Annalise eut l'impression que son âme était aspirée hors de la poupée, alors qu'elle n'avait rien fait.
Elle n'avait rencontré Renee que brièvement au Palais Impérial de l'Empire, donc elle ne connaissait pas la personnalité de Renee.
« Ce… est la putain de Sainte ? »
Alors que cette pensée lui traversait l'esprit…
« Beurk, l'odeur de la vieille. Si même la poupée pue comme ça, ça veut dire que même ton âme est vraiment vieille. Le temps est vraiment cruel, hein ? »
Renee enfonça le couteau plus loin.
Annalise eut l'impression que tout ce qu'elle connaissait s'effondrait.
« Ce… est le putain d'Apôtre du Destin ? »
Cette merde c'est la médiatrice ?
Annalise pensa que si elle avait encore un corps physique, elle se serait attrapé la nuque de frustration.
« Qu'est-ce que c'est que ce bordel… »
Un sentiment de vide commença à remplir Annalise.
Une autre pensée émergea.
Il lui vint à l'esprit que même si elle avait survécu ce jour-là à l'Empire, même si tout s'était passé comme prévu, si la Sainte était ce genre de personne, elle aurait échoué à la fin.

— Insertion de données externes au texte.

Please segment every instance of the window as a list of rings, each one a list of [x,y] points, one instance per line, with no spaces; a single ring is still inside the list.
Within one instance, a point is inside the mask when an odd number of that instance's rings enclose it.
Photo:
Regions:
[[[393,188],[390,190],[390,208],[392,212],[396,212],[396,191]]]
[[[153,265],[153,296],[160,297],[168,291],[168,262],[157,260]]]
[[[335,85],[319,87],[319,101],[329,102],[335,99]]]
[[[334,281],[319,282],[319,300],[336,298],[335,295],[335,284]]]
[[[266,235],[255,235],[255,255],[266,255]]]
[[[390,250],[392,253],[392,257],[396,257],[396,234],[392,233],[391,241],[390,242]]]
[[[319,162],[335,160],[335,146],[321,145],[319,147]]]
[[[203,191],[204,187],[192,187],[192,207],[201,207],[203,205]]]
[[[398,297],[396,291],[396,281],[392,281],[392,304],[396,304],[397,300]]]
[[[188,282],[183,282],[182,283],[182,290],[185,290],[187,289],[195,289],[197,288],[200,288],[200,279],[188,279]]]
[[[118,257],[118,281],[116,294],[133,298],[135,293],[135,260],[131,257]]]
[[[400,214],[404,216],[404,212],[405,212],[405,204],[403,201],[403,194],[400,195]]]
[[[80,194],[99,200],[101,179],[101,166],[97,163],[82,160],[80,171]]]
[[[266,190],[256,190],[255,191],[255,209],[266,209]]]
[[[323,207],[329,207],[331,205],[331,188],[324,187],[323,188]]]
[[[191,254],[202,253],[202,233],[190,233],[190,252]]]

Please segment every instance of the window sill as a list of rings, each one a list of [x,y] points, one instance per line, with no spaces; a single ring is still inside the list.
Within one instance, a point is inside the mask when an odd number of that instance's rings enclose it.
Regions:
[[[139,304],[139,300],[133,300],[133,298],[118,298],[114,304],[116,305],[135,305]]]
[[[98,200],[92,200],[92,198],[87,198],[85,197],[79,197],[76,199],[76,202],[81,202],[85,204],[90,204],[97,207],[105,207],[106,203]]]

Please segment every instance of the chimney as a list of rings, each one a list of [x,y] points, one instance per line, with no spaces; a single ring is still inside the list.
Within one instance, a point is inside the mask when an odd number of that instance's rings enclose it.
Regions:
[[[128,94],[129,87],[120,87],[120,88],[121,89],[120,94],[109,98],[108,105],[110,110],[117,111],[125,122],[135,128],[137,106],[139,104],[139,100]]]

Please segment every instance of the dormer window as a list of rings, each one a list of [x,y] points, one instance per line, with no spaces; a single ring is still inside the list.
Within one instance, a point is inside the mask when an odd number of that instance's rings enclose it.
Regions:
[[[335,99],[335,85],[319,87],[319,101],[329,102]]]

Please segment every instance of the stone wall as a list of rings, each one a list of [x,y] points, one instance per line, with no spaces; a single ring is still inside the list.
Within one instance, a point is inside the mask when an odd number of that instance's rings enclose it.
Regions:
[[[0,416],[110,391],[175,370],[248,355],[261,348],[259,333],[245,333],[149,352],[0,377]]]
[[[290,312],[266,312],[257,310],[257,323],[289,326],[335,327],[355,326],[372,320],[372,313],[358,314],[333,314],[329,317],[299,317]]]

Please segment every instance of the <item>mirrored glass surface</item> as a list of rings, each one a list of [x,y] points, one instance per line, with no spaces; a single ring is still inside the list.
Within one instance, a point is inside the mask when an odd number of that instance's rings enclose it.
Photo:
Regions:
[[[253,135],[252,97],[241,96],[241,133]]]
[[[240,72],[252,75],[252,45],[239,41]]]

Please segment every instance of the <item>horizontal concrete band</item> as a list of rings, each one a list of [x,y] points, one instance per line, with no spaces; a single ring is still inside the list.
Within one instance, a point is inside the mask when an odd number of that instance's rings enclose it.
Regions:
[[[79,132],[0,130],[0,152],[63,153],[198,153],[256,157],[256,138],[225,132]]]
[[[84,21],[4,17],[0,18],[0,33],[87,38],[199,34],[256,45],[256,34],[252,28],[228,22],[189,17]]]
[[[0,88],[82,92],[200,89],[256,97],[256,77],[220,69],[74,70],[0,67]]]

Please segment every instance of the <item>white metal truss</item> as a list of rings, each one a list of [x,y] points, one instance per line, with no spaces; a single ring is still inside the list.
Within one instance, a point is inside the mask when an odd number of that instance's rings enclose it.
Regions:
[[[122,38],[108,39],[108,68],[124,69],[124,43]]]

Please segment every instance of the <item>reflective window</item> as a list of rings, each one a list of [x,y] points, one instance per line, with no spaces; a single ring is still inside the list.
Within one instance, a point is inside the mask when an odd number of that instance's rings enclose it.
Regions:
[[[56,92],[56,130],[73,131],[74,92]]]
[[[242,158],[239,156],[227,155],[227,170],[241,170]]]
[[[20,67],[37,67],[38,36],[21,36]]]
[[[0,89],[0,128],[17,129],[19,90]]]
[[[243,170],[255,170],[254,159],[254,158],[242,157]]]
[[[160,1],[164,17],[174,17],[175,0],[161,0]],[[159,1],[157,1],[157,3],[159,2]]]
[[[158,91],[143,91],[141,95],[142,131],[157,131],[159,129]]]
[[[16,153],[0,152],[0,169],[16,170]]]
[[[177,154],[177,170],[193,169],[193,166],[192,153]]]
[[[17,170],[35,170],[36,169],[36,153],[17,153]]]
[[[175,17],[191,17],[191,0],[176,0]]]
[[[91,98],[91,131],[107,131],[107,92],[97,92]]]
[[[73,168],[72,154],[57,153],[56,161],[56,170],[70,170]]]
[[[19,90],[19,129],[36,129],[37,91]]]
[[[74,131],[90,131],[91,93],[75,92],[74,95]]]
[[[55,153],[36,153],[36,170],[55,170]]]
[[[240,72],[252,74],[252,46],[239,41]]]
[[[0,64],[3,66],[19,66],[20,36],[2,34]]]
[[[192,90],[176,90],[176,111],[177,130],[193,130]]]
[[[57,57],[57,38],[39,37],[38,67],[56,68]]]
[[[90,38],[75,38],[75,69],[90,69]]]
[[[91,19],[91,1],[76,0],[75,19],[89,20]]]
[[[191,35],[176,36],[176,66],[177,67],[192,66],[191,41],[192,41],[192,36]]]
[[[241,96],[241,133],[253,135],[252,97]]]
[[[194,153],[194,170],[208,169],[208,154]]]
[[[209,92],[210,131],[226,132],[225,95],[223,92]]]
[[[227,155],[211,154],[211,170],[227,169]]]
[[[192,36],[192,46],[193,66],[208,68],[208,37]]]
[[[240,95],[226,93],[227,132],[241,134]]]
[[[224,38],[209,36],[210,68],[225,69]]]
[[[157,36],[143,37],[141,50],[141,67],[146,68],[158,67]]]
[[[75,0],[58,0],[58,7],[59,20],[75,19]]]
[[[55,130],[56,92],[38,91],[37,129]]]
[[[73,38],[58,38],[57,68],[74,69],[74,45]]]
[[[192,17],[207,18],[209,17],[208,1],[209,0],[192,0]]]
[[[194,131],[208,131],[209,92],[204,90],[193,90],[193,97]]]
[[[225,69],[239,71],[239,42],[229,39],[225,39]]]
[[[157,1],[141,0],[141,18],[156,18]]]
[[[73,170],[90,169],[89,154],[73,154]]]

Sa vie aurait commencé et fini en vain.
« On dirait que rester ici plus longtemps ne fera qu'étaler plus de ce spectacle laid. Ce serait pas mieux pour nous deux si on réglait nos affaires et qu'on se séparait vite ? Oui ? Fais pas d'histoires et balance tout ce que tu sais. »
La Sainte, avec ce genre de pensées ridicules, ne serait jamais un bon atout pour sa cause.
[Putain…]
Que j'aie des regrets ou pas, ce serait pas mieux de juste crever maintenant ?
Annalise pensa ça un instant.
Pendant ce temps, à quelque distance.
Vera, debout à la porte avec Miller et Jenny, découvrit un côté de Renee qu'il ne voulait ni entendre ni connaître, grâce à son ouïe aiguisée qui continuait de capter ses mots.
Il ferma involontairement les yeux.
« Mais qui au monde… ! »
A appris à Renee à parler comme ça ?
Vera ressentit un profond chagrin à l'idée honteuse de refuser d'accepter la possibilité que Renee soit devenue comme ça à cause de lui.